Former UW Team Physician Faces Drug Inquest

The UW is investigating charges that a former team physician may have distributed prescription drugs without following proper medical procedures, the Department of Intercollegiate Athletics announced Oct. 23.

According to investigators of the state's medical licensing authority, Dr. William Scheyer wrote hundreds of prescriptions and issued thousands of doses of controlled substances--including anabolic steroids, narcotics, sedatives, stimulants and tranquilizers--in the names of various athletes and trainers. They allege that he paid for the drugs himself, creating a stockpile of medications that were then given to others not listed on the prescription.

On Oct. 17 the state Medical Quality Assurance Commission suspended Scheyer's medical license. On Oct. 28 officials said there would be a joint criminal investigation into Scheyer's actions conducted by the U.S. Attorney's Office, the U.S. Drug Enforcement Agency and the Washington State Patrol.

Also under investigation by the state licensing authority is Swedish Hospital pharmacist Edward Matsukawa, who is charged with dispensing controlled substances that were not issued for the sole use of the patients.

Scheyer was one of the UW's team physicians from 1984 to 1999. The department then switched to UW Medicine for its team physicians, but Scheyer stayed on as the softball team physician at the request of Softball Coach Teresa Wilson. Two years ago he was moved to volunteer status with the softball team and in September was removed entirely.

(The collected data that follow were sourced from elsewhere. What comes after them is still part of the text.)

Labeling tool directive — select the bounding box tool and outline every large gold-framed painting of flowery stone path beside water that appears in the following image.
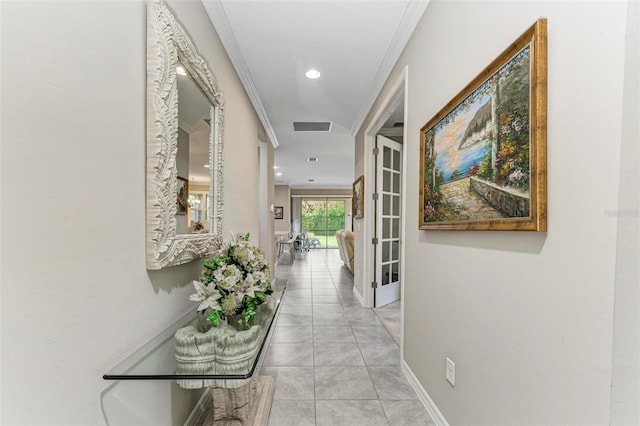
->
[420,20,546,231]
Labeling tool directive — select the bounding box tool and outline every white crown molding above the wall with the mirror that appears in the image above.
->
[202,0,280,148]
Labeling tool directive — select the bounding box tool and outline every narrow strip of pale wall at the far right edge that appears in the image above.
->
[611,1,640,425]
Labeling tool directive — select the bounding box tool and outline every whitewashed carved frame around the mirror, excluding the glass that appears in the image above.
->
[146,0,224,269]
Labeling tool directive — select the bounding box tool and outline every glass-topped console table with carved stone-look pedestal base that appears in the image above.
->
[103,285,285,425]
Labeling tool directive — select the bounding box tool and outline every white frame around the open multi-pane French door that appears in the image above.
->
[362,66,409,308]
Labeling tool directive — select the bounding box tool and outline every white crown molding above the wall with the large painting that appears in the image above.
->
[351,0,430,137]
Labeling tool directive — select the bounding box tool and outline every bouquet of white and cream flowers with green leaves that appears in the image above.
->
[189,234,273,327]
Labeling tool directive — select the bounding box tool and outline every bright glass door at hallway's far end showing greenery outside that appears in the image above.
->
[300,197,345,249]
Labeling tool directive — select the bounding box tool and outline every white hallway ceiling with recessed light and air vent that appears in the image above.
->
[203,0,428,189]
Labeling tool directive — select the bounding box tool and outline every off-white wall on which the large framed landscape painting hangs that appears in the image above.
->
[356,1,638,425]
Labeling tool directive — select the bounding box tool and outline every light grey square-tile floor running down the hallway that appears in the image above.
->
[260,249,435,426]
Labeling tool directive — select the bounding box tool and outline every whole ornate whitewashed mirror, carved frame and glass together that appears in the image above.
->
[147,0,224,269]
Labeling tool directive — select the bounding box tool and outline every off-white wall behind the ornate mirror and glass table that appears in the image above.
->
[0,1,268,425]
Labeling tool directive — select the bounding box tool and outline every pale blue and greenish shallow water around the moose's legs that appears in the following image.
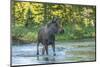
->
[12,41,95,65]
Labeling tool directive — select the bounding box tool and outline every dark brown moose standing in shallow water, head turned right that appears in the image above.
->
[37,17,64,56]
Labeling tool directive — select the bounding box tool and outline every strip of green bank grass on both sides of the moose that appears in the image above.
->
[11,26,95,43]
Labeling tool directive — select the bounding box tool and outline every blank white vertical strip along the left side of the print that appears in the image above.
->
[0,0,10,67]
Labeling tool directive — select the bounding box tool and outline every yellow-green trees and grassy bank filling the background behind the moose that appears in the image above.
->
[11,1,96,42]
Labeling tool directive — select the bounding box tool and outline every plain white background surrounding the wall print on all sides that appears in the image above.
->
[0,0,100,67]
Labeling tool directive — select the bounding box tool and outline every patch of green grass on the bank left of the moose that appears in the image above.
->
[12,26,37,42]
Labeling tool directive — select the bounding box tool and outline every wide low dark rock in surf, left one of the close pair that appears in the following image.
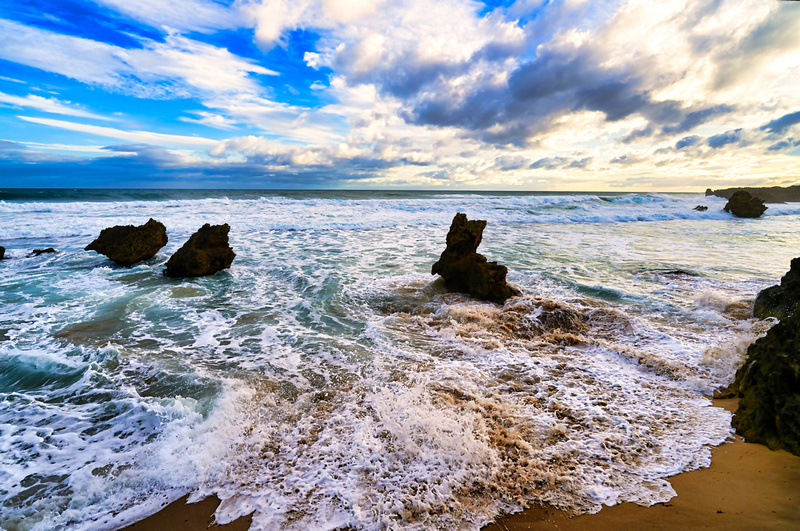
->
[84,218,169,266]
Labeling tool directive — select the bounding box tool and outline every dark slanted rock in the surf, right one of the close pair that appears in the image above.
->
[164,223,236,277]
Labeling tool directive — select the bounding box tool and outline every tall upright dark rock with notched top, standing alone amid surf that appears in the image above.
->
[431,212,520,302]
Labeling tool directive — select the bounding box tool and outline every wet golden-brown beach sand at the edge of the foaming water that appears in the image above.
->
[122,398,800,531]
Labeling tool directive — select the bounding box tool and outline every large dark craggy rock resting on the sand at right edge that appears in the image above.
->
[732,308,800,455]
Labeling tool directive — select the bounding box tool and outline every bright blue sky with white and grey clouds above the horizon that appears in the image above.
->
[0,0,800,191]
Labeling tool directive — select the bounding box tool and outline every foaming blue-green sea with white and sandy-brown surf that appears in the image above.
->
[0,190,800,531]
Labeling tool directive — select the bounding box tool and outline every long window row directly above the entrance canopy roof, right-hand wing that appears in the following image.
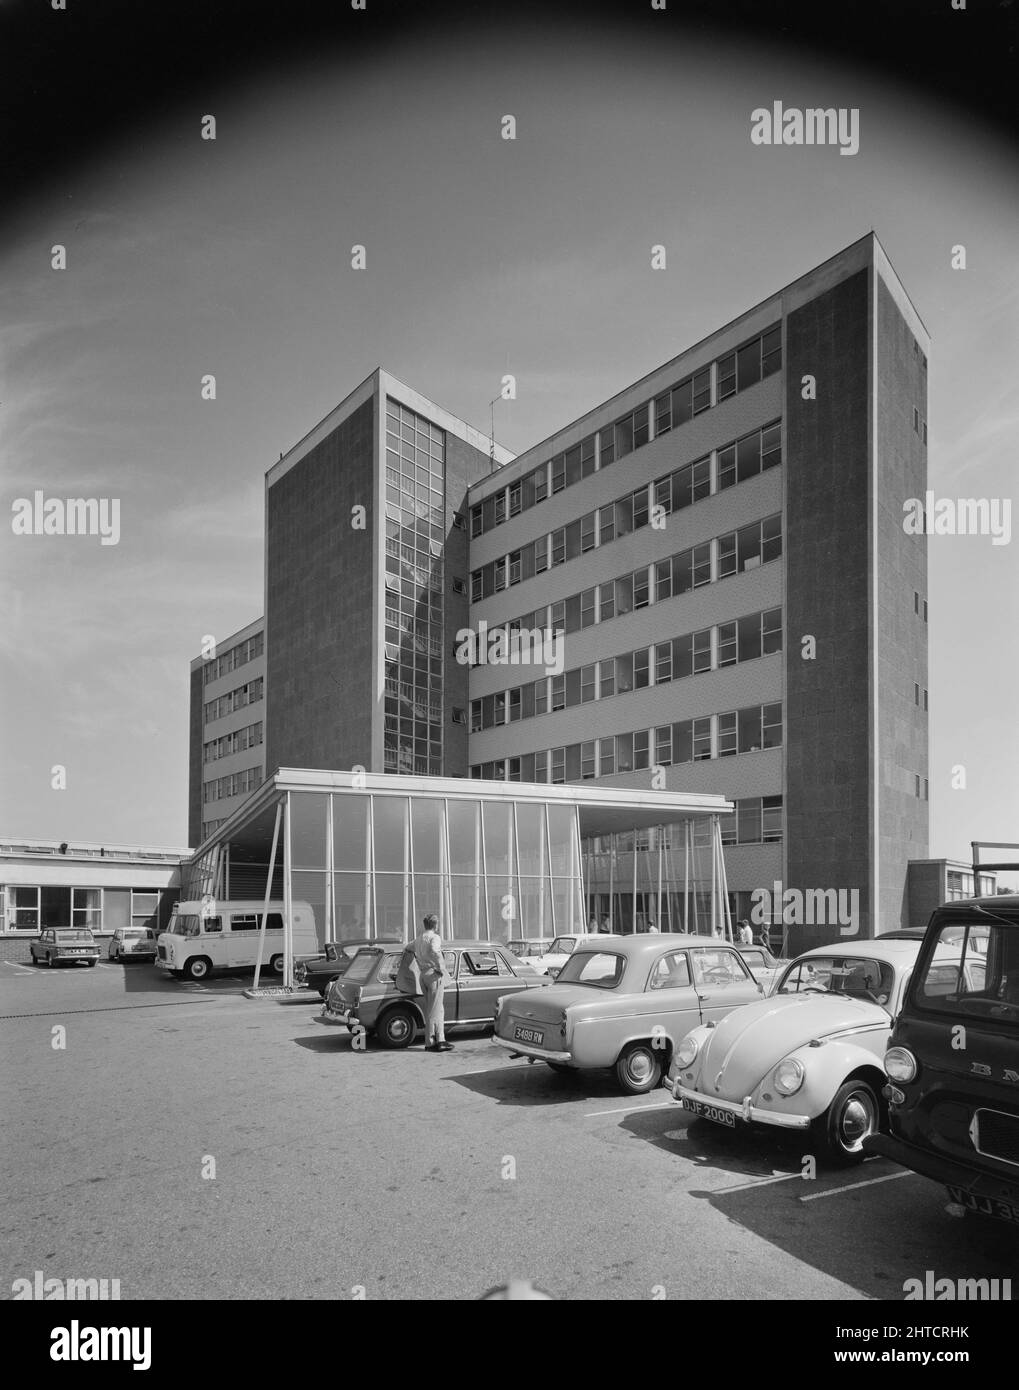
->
[471,701,783,783]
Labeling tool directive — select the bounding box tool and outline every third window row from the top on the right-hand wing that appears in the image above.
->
[464,512,781,655]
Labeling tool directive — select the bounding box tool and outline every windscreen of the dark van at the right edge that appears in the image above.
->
[911,922,1019,1026]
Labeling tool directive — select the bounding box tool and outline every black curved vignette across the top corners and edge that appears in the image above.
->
[0,0,1019,218]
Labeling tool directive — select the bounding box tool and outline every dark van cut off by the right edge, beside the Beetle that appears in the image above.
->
[863,894,1019,1225]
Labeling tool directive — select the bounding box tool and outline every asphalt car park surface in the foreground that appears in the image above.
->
[0,951,1015,1300]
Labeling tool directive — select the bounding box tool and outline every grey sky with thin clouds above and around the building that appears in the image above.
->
[0,10,1019,878]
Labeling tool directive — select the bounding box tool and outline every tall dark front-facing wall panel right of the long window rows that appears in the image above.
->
[785,270,873,951]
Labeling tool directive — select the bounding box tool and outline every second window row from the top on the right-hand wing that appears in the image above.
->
[471,421,781,602]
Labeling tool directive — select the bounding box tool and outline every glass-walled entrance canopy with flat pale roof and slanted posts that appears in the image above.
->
[182,769,733,970]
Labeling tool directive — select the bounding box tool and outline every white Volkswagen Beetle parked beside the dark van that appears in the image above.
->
[670,938,939,1163]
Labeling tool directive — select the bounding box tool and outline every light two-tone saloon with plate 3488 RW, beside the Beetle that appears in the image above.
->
[492,933,763,1095]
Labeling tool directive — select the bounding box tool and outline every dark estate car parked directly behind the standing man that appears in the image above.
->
[317,941,548,1048]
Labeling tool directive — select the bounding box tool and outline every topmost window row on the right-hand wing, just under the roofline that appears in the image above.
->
[470,324,781,537]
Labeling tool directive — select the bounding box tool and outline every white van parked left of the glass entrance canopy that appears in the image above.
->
[156,898,323,980]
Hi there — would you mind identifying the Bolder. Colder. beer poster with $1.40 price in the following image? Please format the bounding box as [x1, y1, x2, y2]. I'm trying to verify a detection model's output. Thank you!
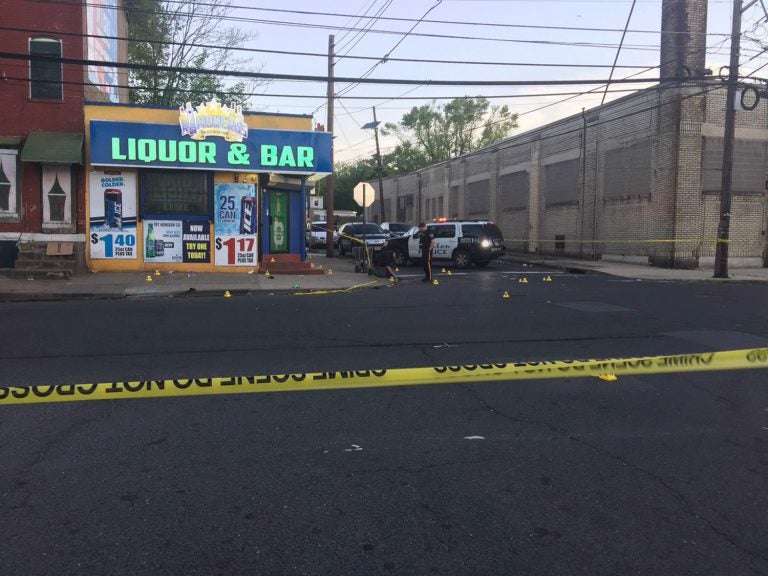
[88, 170, 138, 260]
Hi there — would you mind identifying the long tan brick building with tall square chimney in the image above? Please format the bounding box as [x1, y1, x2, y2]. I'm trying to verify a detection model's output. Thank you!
[367, 0, 768, 268]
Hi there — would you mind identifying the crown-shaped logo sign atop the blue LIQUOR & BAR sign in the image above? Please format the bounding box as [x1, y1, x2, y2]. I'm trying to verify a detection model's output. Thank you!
[179, 98, 248, 142]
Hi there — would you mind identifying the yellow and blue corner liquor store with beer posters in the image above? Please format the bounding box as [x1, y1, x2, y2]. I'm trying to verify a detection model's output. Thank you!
[85, 100, 332, 273]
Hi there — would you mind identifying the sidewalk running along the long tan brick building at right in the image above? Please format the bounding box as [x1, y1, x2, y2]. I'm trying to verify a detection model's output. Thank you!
[504, 253, 768, 282]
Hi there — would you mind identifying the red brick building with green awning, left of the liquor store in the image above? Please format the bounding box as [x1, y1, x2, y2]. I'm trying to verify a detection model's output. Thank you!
[0, 0, 127, 274]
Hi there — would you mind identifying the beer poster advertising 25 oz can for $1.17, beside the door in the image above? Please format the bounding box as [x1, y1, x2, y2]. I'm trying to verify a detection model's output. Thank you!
[214, 184, 258, 266]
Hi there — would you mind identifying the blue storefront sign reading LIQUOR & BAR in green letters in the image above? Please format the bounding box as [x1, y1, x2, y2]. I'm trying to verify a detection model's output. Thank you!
[90, 120, 332, 174]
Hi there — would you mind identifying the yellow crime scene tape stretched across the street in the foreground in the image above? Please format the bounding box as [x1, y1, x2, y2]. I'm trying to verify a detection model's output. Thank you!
[0, 348, 768, 406]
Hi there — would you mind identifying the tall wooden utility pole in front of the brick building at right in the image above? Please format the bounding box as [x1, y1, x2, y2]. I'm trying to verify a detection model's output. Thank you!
[714, 0, 744, 278]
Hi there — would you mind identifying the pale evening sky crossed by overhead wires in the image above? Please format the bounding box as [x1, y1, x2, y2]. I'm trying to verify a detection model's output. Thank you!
[218, 0, 768, 162]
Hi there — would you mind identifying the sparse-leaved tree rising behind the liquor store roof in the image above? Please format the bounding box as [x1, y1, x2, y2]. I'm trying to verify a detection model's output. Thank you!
[125, 0, 260, 106]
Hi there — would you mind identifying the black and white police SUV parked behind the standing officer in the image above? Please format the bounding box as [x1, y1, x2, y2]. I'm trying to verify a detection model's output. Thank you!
[387, 220, 506, 268]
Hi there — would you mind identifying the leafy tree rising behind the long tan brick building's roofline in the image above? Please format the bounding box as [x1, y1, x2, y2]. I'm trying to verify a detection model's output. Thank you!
[384, 97, 517, 168]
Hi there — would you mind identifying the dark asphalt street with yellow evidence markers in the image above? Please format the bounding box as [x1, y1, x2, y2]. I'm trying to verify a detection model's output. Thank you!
[0, 263, 768, 576]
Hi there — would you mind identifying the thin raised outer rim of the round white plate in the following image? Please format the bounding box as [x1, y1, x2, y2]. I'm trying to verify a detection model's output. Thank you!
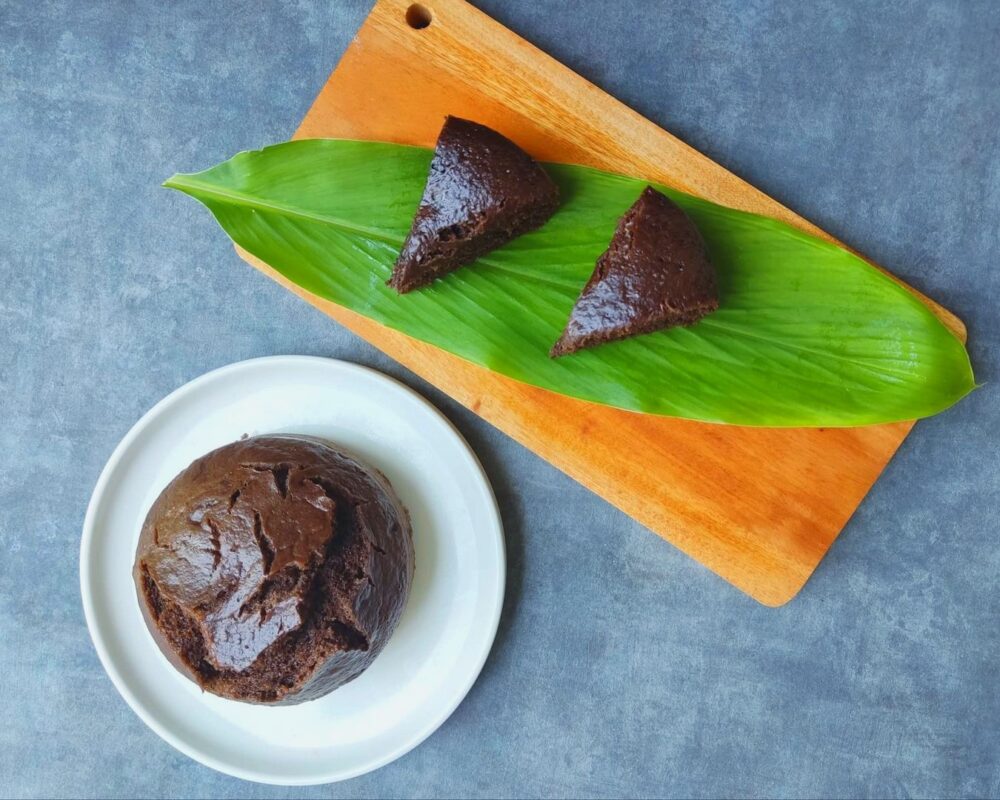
[79, 355, 507, 786]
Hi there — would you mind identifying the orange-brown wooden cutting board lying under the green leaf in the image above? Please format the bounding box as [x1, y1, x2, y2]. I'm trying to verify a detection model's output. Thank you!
[234, 0, 965, 606]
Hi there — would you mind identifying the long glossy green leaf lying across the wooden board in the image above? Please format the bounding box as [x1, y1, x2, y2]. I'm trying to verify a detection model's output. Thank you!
[165, 139, 974, 426]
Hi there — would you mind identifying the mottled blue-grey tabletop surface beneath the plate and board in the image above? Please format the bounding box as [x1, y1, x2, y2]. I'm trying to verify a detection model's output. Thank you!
[0, 0, 1000, 797]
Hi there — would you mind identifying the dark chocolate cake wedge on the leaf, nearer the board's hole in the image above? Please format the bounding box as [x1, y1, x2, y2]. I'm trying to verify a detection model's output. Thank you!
[389, 117, 559, 294]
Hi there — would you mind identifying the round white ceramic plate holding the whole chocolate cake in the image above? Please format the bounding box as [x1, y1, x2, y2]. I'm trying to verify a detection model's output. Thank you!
[80, 356, 505, 785]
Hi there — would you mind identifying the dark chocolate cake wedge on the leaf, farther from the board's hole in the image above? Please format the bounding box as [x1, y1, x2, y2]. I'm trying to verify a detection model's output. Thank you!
[550, 186, 719, 357]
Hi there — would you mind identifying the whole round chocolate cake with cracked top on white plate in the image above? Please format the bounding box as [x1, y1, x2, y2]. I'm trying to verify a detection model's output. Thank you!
[134, 436, 413, 704]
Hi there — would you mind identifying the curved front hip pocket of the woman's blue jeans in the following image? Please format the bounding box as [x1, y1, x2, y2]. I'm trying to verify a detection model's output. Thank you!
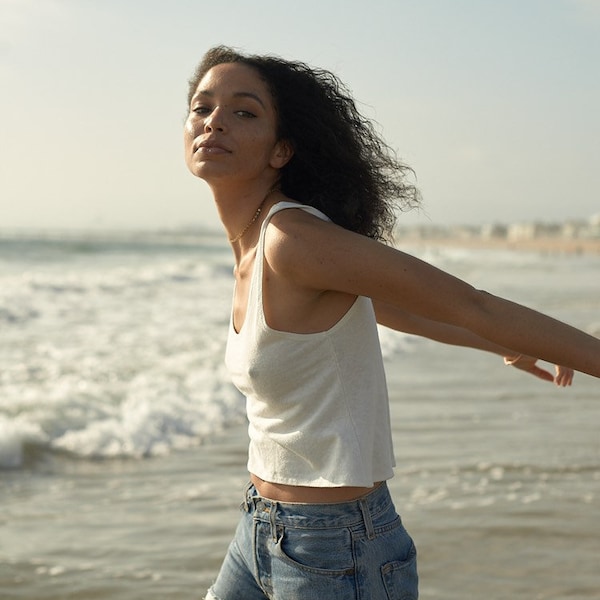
[275, 528, 354, 577]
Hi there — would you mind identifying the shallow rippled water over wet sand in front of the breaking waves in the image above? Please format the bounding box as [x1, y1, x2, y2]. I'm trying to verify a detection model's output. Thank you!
[0, 344, 600, 600]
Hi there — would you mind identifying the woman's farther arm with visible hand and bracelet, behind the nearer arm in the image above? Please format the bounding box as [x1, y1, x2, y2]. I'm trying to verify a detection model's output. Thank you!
[373, 300, 573, 387]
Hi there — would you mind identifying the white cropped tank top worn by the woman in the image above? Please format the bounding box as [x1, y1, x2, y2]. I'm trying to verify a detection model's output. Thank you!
[225, 202, 395, 487]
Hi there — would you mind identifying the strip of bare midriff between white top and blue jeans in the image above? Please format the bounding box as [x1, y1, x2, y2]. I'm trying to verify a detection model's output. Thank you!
[250, 475, 383, 504]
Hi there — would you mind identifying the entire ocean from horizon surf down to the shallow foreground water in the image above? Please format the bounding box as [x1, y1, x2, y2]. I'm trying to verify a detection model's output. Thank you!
[0, 231, 600, 600]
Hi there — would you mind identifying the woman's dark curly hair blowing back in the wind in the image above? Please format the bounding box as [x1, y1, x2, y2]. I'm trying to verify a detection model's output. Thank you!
[188, 46, 419, 240]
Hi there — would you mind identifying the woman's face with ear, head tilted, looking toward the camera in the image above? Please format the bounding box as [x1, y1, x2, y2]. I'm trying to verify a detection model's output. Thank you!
[184, 63, 291, 183]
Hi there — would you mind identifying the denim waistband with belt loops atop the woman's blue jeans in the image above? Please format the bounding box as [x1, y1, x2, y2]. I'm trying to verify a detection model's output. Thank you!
[242, 482, 395, 537]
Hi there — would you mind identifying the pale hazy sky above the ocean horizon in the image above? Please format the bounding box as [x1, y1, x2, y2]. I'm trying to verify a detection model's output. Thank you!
[0, 0, 600, 228]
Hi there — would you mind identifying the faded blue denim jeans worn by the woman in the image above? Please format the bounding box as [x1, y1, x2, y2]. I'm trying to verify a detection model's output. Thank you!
[206, 483, 418, 600]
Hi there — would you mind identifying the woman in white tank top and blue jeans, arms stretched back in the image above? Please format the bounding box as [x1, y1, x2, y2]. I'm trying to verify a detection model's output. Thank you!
[184, 47, 600, 600]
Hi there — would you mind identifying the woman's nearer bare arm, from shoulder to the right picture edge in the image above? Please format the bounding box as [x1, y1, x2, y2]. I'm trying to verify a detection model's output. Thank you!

The last time the UW softball team was tested for banned substances was at the 2001 College World Series. All the athletes passed. A 1987 lawsuit prohibits the UW from conducting random drug tests on its student-athletes.

State charges against Scheyer assert that he "often distributed the drugs with little or no medical evaluation, and kept almost no medical records for the athletes."

Scheyer is a sports medicine specialist and was a founder of the Washington Institute of Sports Medicine in Kirkland. He is no longer on the institute's staff.

Scheyer's attorney, Cyrus Vance Jr., told the press that the doctor has conducted "a long and distinguished career as a well-respected sports doctor." He added that Scheyer has worked "tirelessly, in his free time, as a volunteer and out of devotion to the University."

As Columns went to press in mid-November, the results of the UW investigation were still pending. Pac-10 Conference officials said they will wait for the UW to complete its internal investigation before making a decision on how to proceed. It is the NCAA's policy to neither confirm nor deny any possible investigation of its members.